“As a person of color and as an actress, I can say, ‘It’s always nice when you’re at the theater to see a little something of yourself up on the stage.’ ”
At least that’s the experience of Codman Square resident Miranda Craigwell, who will be playing Lady Capulet as the Actors’ Shakespeare Project (ASP) returns to Uphams Corner this weekend for a month-long, multiracial production of “Romeo and Juliet.”
Craigwell knows from “outsiders,” having once played Shakespeare’s Shylock as a black woman in Prohibition Era New Orleans. She’s confident that the whole spectrum of Dorchester subcultures will see something of themselves up on the Strand stage in ASP’s much-anticipated production. The show, running October 2-November 3, is an official part of the Dorchester Open Studios programming.
ASP conducted an earnest, multipronged campaign through free and deeply discounted tickets and collaborative community projects to optimize its welcome back to Dorchester.
In 2006, ASP opened its third season with an October/November production of “Hamlet” at the Strand. Despite a lack of media attention, the run of the show had to be extended because of high ticket demand. Now to launch its 10th anniversary season, ASP reappears on the Uphams Corner stage with a much higher media profile and a fat grant in pocket.

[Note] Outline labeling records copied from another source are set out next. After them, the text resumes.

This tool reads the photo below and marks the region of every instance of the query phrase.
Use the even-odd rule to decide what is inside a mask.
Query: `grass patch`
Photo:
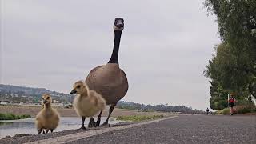
[[[140,122],[145,120],[150,120],[150,119],[157,119],[163,118],[163,115],[129,115],[129,116],[118,116],[115,117],[118,121],[129,121],[129,122]]]
[[[9,113],[7,114],[0,113],[0,120],[15,120],[15,119],[24,119],[24,118],[31,118],[31,116],[28,114],[15,115]]]

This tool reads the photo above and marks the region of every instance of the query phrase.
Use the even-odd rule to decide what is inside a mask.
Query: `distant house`
[[[6,101],[1,101],[0,105],[7,105],[8,102]]]

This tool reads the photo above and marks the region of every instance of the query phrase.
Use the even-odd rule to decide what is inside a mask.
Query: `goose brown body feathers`
[[[108,105],[117,103],[128,90],[126,75],[116,63],[107,63],[93,69],[86,82],[90,90],[101,94]]]

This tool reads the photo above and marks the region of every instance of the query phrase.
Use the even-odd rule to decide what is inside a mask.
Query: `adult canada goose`
[[[122,31],[124,29],[124,20],[122,18],[116,18],[114,24],[114,42],[111,58],[107,64],[94,68],[88,74],[86,82],[90,90],[101,94],[106,99],[107,105],[110,105],[109,114],[103,123],[107,125],[109,118],[113,112],[114,107],[122,99],[128,90],[128,81],[125,72],[120,69],[118,63],[118,51]],[[100,112],[96,126],[100,123]],[[89,126],[95,122],[91,118]]]
[[[94,90],[90,90],[83,81],[75,82],[73,88],[70,94],[77,94],[73,106],[78,115],[82,117],[82,124],[80,130],[86,130],[84,126],[86,118],[92,117],[103,110],[106,102],[101,94]]]
[[[35,119],[35,126],[38,130],[38,134],[41,134],[42,130],[44,134],[44,130],[46,130],[46,133],[48,133],[49,130],[53,132],[59,122],[59,114],[55,109],[51,107],[52,99],[50,95],[48,94],[43,94],[42,101],[43,108],[38,114]]]

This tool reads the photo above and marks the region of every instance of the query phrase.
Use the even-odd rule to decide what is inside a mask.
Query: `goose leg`
[[[102,118],[102,111],[103,111],[103,110],[102,110],[102,111],[99,113],[99,114],[98,114],[98,118],[97,118],[96,126],[99,126],[99,124],[101,123],[101,118]]]
[[[85,120],[86,120],[86,117],[82,117],[82,126],[78,130],[86,130],[85,127]]]
[[[105,121],[105,122],[102,124],[102,126],[106,126],[109,124],[109,119],[110,119],[110,117],[113,112],[113,110],[114,110],[114,107],[117,105],[117,103],[114,103],[111,105],[110,110],[109,110],[109,115],[107,116],[107,118],[106,120]]]
[[[94,118],[90,118],[90,121],[89,121],[89,123],[88,123],[88,127],[95,127],[96,126],[96,122],[94,119]]]
[[[42,130],[42,129],[39,129],[39,130],[38,130],[38,134],[41,134]]]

“We’re proud to be hosting Actors’ Shakespeare Project’s 10th Anniversary kick-off at our very own Strand Theatre,” Mayor Menino said. “The work of the talented staff at Actors’ Shakespeare goes a long way in helping the young people of Boston develop an appreciation and understanding of the arts.”
According to ASP executive producer Sara Stackhouse, the company’s struggles with “Hamlet” yielded fruits for “Romeo and Juliet.”
“After working with the Strand the first time around we had a much better idea of what it would entail to work with the City of Boston, to work with Dorchester partners on the project, to engage with inspectors and city officials, and to interface with the great staff at the Stand. This time, with ‘R&J,’ it was like coming home and working with old partners as opposed to figuring everything out for the first time.”
As always, the ensemble is exploring new ways of presenting Shakespeare. Here’s a heads-up on what twists they’ve dreamed up this time.
Unlike the current hot-ticket Broadway production of “R&J,” which features Orlando Bloom and his white Montague family and Condola Rashad and the black Capulet family, ASP’s casting is completely color blind.
Allyn Burrows and Bobbie Steinbach, who co-directed the production, explain, “We cast according to which actor best fits the part, regardless of race. While we strive to make our company of artists as diverse as possible, our criteria are based on what each actor can bring to the role, regardless of their hue and culture of origin.”
Steinbach and Allyn also switched acting and spectating spaces. In “Hamlet,” ASP had the whole audience sitting on the stage and had the actors all over the “house,” (theater seats, balconies etc). For “Romeo and Juliet,” some of the audience will again be seated on stage, the rest in the rear orchestra area with the performers in between, in the space created by removing the first few rows of seats.
The directors add: “Putting seats on the stage puts some of the audience right in the middle of the action, but they then become set pieces, if you will, as witnesses to the tragic events that unfold before them. The audience is watching the audience watch the players who speak to the audience. All that interplay and proximity enhances the experience for everyone involved, actor and audience.”
ASP’s star-crossed lovers are Jason Bowen (Fortinbras in ASP’s “Hamlet”) as Romeo and BU- trained Julie Ann Earls as Juliet.
Maurice Emmanuel Parent, who plays the fiery Mercutio, is a theater arts teacher at Dorchester’s King School. In addition he collaborated with Dot actress Obehi Janice and co-director Steinbach in the “What’s in a Name?” project, the results of which will be exhibited at the Strand later on in the run.
A host of Dot schools like TechBoston, Cristo Rey, and Codman Academy are coming to matinees. Local adults with free tickets to the special Dorchester community night (Oct. 10) include groups from Boston Adult Tech Academy, from Dot Main Streets and from St. Mary’s Center for Women and Children.
Members of the Dot-based, Home for Little Wanderers-affiliated YARN (Young Adult Resource Network) are also coming to Community Night; their artwork is displayed in the Strand lobby.
ASP is still offering Dorchester residents discounts on tickets priced as high as $50 for the general public. Two great deals at the door: EBT cardholders can get in for $5, Dot residents for $10. UMass undergrads and senior citizens got special group rates.
The Sunday matinees feature post-show “talk-backs,” informal Q and A sessions with cast and directors. Check out actorsshakespeareproject.org for details on this production that runs through November 3 – unless like ASP’s “Hamlet,” it is extended – something, as the Bard himself said, is “devoutly to be wished.”